As an action cluster within the Global City Teams Challenge, Steffan and his team presented at the Smart Cities Innovation Summit in Austin, Texas last year and are seeking funding so that they can pay first responders to help them collect real time results.
“We should take advantage of evolving technologies that give the best features for the lowest cost and also the best practices. I want [cities] to think about this as if we are as competitive and creative as the commercial world,” Steffan said. “This is what I’ve learned from the Global City Teams Challenge (GCTC). We have to make it repeatable.”
They began by testing heart attack survival rates and found that, if first responders continue chest compressions longer, survival rates improved greatly. After seeing how measurement and intelligent networks could collect data, they began thinking of other problems to solve.

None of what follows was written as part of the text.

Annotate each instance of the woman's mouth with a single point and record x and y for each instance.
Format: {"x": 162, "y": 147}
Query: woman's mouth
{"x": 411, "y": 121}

“We want to improve the quality of [first responder’s] lives, not just throw technology and solutions at them. It has to be internalized so that they accept the technology. We think that maybe virtual reality will be part of that solution,” Steffan said. With virtual reality coming into play for safer and more diverse training exercises, something like that could certainly enter the mix.
While current struggles to overcome incumbent technology and obtain funding are obstacles, they aren’t barriers. Steffan and his team are confident that they can make a difference and, with cities like Raleigh, Wakeforest and Cary on board to integrate technologies when funding is available, RIoT is poised to explore real-world testing soon.